Les desseins du synchronisme universel sont insondables. Un millénaire entier passe aussi vite qu’un seul jour au regard des concordances cosmiques. Nous sommes aujourd’hui en 2020, l’année de tous les dangers; mais c’est une année qui peut aussi devenir celle de tous les espoirs. Du côté du danger, pour ceux et celles qui n’auraient pas encore saisi le caractère essentiellement hostile de l’Organisation Mondiale de la Santé (l’OMS), rappelons que le 25 février 2009, dans une allocution publique sur l’eugénisme, voilà ce qu’a annoncé l’ex-conseiller à la Sécurité Nationale et Secrétaire d’État Henry Kissinger; pour ne rien inventer, je cite ses propos : « Une fois que le troupeau (la masse des gens) a accepté la vaccination obligatoire, la partie est gagnée! Ils vont alors accepter n’importe quoi. On pourra modifier génétiquement leurs enfants ou les stériliser. On pourra contrôler le mental de ces gens-moutons et vous à l’OMS, vous pourrez contrôler le troupeau. Vous êtes des inventeurs. Les fabricants de vaccins peuvent s’attendre à faire des milliards. On diminue ainsi le troupeau (la masse des gens sur terre) et le troupeau nous paie pour leur fournir des services d’extermination ». Fin de citation.

Est-ce assez limpide? Ces gens-là semblent avoir perdu la raison. La cause du monde est ici jugée par un véritable blocus moral avant même d’être entendue. Le crime mondial organisé est ici exposé sans ambages. Et pourtant, l’être humain n’est-il pas un tout indivisible?

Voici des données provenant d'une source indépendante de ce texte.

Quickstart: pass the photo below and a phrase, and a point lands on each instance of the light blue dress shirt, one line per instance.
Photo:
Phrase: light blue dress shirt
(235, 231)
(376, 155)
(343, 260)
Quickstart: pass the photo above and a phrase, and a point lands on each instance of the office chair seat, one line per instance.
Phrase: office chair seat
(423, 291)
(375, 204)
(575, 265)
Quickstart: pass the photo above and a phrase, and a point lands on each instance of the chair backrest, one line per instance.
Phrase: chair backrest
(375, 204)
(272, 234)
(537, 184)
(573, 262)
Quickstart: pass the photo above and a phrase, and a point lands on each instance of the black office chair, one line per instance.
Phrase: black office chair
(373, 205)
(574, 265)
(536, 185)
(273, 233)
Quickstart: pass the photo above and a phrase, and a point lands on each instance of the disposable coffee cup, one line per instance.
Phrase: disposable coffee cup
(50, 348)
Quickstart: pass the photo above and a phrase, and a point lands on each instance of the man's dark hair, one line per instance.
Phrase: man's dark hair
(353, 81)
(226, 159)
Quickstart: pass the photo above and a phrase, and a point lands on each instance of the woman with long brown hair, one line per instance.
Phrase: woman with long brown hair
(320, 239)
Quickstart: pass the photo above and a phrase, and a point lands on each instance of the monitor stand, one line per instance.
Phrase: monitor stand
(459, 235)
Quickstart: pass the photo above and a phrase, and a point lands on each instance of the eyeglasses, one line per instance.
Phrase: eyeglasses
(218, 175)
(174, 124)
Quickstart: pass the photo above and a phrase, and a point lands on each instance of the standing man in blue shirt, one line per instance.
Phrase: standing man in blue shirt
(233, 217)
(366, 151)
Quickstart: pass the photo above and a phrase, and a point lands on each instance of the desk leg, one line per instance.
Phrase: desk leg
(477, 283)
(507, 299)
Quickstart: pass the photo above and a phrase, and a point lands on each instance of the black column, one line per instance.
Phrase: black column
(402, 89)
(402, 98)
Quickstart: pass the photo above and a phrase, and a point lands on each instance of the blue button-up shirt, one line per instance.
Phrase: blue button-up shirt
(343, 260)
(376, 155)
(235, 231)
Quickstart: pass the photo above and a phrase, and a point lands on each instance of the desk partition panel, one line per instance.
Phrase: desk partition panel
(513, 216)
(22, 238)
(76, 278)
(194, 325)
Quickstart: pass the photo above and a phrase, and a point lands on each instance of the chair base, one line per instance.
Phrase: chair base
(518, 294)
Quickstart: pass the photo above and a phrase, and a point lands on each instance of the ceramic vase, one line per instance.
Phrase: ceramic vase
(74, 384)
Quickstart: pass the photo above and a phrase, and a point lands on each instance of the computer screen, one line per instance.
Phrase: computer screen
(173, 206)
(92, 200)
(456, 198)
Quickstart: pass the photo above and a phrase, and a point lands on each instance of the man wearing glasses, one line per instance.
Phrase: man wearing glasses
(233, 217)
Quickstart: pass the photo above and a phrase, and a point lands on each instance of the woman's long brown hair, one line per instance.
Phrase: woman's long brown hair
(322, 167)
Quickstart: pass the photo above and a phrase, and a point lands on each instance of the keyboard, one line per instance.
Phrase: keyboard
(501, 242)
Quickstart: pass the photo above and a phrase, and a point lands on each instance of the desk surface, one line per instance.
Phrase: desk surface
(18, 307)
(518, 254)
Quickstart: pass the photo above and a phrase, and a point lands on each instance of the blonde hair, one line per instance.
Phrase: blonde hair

Pour que sa vie soit heureuse, elle doit être menée suivant des rythmes galactiques invariables qui dépendent de sa structure même. Nous courons un risque excessivement grave quand nous laissons mourir en nous ces rythmes fondamentaux, qu’ils soient d’ordre physiologique, intellectuel ou spirituel. Dans cette abominable allocution, le mépris absolu de la personne humaine, le meurtre avoué de milliards d’enfants par inoculation et infestation de vaccins, et l’atrophie systématique du sens du sacré et du sens moral par manipulation génétique et stérilisation des populations terrestres se montrent aussi ignobles que l’atrophie de la raison.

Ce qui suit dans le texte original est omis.